You can change the default path for the files with the config variables TLS_CERT
and TLS_KEY
.
Kubernetes
If you did not follow the above procedure to generate the CA and certificates, you may need to rename the files in the following command, to create the Kubernetes secrets.
Secrets - REST API
kubectl -n rauthy create secret tls rauthy-tls --key="key.pem" --cert="cert-chain.pem"
Secrets - redhac
cache
kubectl -n rauthy create secret tls redhac-tls-server --key="key.pem" --cert="cert-chain.pem" && \
kubectl -n rauthy create secret generic redhac-server-ca --from-file ca-chain.pem
We create the redhac-tls-server
here with the exact same values. If you really want to harden your setup in production,
you should provide a different set of certificates for the internal mTLS connection.
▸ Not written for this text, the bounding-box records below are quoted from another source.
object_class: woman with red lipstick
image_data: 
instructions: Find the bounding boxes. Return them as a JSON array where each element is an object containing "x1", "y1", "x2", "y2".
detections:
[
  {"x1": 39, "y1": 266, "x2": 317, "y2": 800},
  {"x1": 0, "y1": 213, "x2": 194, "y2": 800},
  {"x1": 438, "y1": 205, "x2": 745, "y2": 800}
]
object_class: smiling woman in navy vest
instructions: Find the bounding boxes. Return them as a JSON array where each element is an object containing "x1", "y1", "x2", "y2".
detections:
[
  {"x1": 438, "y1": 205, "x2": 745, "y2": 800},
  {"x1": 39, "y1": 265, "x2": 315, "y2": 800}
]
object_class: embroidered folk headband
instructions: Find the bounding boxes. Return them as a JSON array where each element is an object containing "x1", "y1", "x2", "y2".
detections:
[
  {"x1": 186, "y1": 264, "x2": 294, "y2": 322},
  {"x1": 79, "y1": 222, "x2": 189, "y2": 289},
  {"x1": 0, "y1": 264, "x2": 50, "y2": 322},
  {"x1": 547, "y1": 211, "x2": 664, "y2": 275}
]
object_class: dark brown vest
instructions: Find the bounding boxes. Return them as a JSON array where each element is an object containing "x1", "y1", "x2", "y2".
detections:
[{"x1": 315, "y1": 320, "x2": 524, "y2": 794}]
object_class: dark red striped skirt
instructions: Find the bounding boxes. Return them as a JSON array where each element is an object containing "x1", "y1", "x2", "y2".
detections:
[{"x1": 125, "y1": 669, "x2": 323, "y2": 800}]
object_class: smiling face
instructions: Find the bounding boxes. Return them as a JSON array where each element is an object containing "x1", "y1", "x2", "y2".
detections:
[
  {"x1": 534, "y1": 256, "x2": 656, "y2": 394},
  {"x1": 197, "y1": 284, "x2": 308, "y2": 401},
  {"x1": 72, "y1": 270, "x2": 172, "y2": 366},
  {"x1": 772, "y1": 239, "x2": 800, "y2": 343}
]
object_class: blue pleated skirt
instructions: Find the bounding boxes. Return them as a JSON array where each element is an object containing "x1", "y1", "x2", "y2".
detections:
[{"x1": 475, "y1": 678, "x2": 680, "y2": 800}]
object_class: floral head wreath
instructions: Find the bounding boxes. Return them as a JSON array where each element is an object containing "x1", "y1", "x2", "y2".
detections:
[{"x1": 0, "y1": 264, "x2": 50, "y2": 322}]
Config Adjustments - REST API
We need to configure the newly created Kubernetes secrets in the std.yaml
from the
Kubernetes setup.
- In the
spec.template.spec.volumes
section, we need to mount the volumes from secrets:
REST API:
- name: rauthy-tls
secret:
secretName: rauthy-tls
redhac
cache:
- name: redhac-tls-server
secret:
secretName: redhac-tls-server
- name: redhac-server-ca
secret:
secretName: redhac-server-ca
- In the
spec.template.spec.containers.[rauthy].volumeMounts
section, add::
REST API:
- mountPath: /app/tls/
name: rauthy-tls
readOnly: true
redhac
cache:
- mountPath: /app/tls/redhac/certs
name: redhac-tls-server
readOnly: true
- mountPath: /app/tls/redhac/ca
name: redhac-server-ca
readOnly: true
After having modified the config from above and the sts.yaml
now, just apply both:
kubectl apply -f config.yaml
kubectl apply -f sts.yaml
The rauthy
pods should restart now and TLS is configured.